Days after Congress leader Rahul Gandhi's 'North-South' remark, fireworks are likely within the Congress party, when upset senior Congress leaders from north India are expected to make a strong statement against the top party leadership in Jammu on Saturday.
While Rahul is scheduled to head towards the poll-bound Tamil Nadu on Saturday, the party's dissenters, also known as G-23 (or the group of 23 dissenting leaders, who had questioned the party's functioning in a letter to interim president Sonia Gandhi), will hold a show of strength in Jammu.

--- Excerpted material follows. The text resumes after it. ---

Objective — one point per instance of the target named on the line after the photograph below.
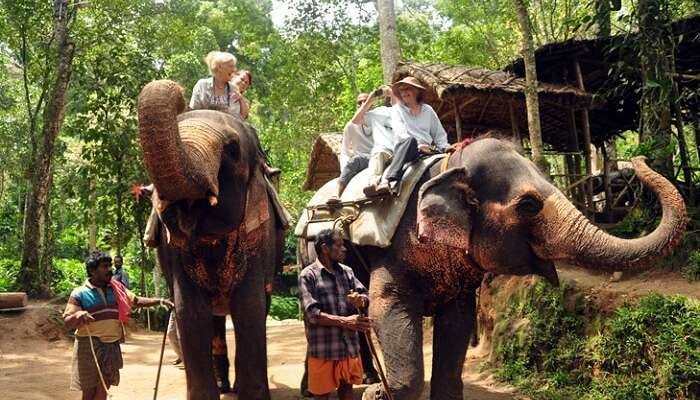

Senior Congress leaders Anand Sharma, former Haryana Chief Minister Bhupinder Singh Hooda, Kapil Sibbal, Raj Babbar, Vivek Tankha, Ghulam Nabi Azad will address an event in Jammu on Saturday which Manish Tiwari is also expected to join.
They all belong to North India.
On the condition of anonymity, a senior leader of the Congress G-23 told ANI on Friday that it is a message to Rahul Gandhi: "We will tell the country that from north to south India is one."
Last year in August, G-23 leaders through a letter to interim Congress President Sonia Gandhi expressed their discontent and urged the top leadership of Congress to bring immediate reforms, including organisational elections from the grass-roots to the Congress Working Committee (CWC) level.
Today, they are once again up in arms against the Gandhi family and their loyal close circle who are holding key positions in the party and the parliament.
A senior leader from G-23 said, "What's happening in Congress today is a clear violation of the agreement reached in Congress Working Committee in December last year, but there are no signs of any reforms or election."
According to G-23 sources, the leaders are also furious over the treatment meted out to Ghulam Nabi Azad, who recently retired from Rajya Sabha and was not accommodated by the Congress high command.
A leader from the group said, "When other parties were offering seat to Azad, PM spoke so well about him. Our congress party leadership showed no respect to him.
"In fact, a lawyer who is fighting cases of Robert Vadra has been brought to Rajya Sabha."
Mallikarjun Kharge's appointment as leader of the opposition in Rajya Sabha by Congress, while ignoring other senior leaders also enraged members of G-23.
A senior leader from the G-23 grouping told ANI that the flashpoint or the tipping point is the north-south statement made by Rahul Gandhi in Kerala recently.
G-23 sources said that leaders will speak their minds, show solidarity, and give a message to the party leadership.
According to sources, Congress' top leadership is aware about the moves of G-23 leaders.
A top source in the party said leadership is keeping an eye on the whole episode and 'not in a hurry to come to any conclusion'.
It is also important to note down that Gandhis have not reacted in the episodes yet, although the last attempt was made to cool down the situation was done in December last year, when G-23 leaders were invited by Sonia Gandhi at her residence for meeting.
According to sources, a few of the Congress leaders were kept out of the meeting on the request of G-23 leaders.
Later, it was said that more of these meetings will be held in near future and issues raised by G-23 leaders will be addressed by the party.
However, no such meeting has been called till now and no efforts have been made to address their concerns.
While addressing a public rally in Thiruvananthapuram earlier this week, Rahul said, "For the first 15 years, I was an MP in the North. I got used to a different type of politics.
"For me, coming to Kerala was refreshing as suddenly I found that people are interested in issues and not just superficially but going into detail in issues."
Several leaders, including Union Minister Prakash Javadekar, Bharatiya Janata Party president J P Nadda and Union Minister of State for Finance, Anurag Thakur slammed the Wayanad MP for his statements, accusing him of creating a 'north-south' divide.
The BJP had latched onto the comments of Rahul Gandhi and cornered him by alleging that the statement reeked of a bias against North Indians.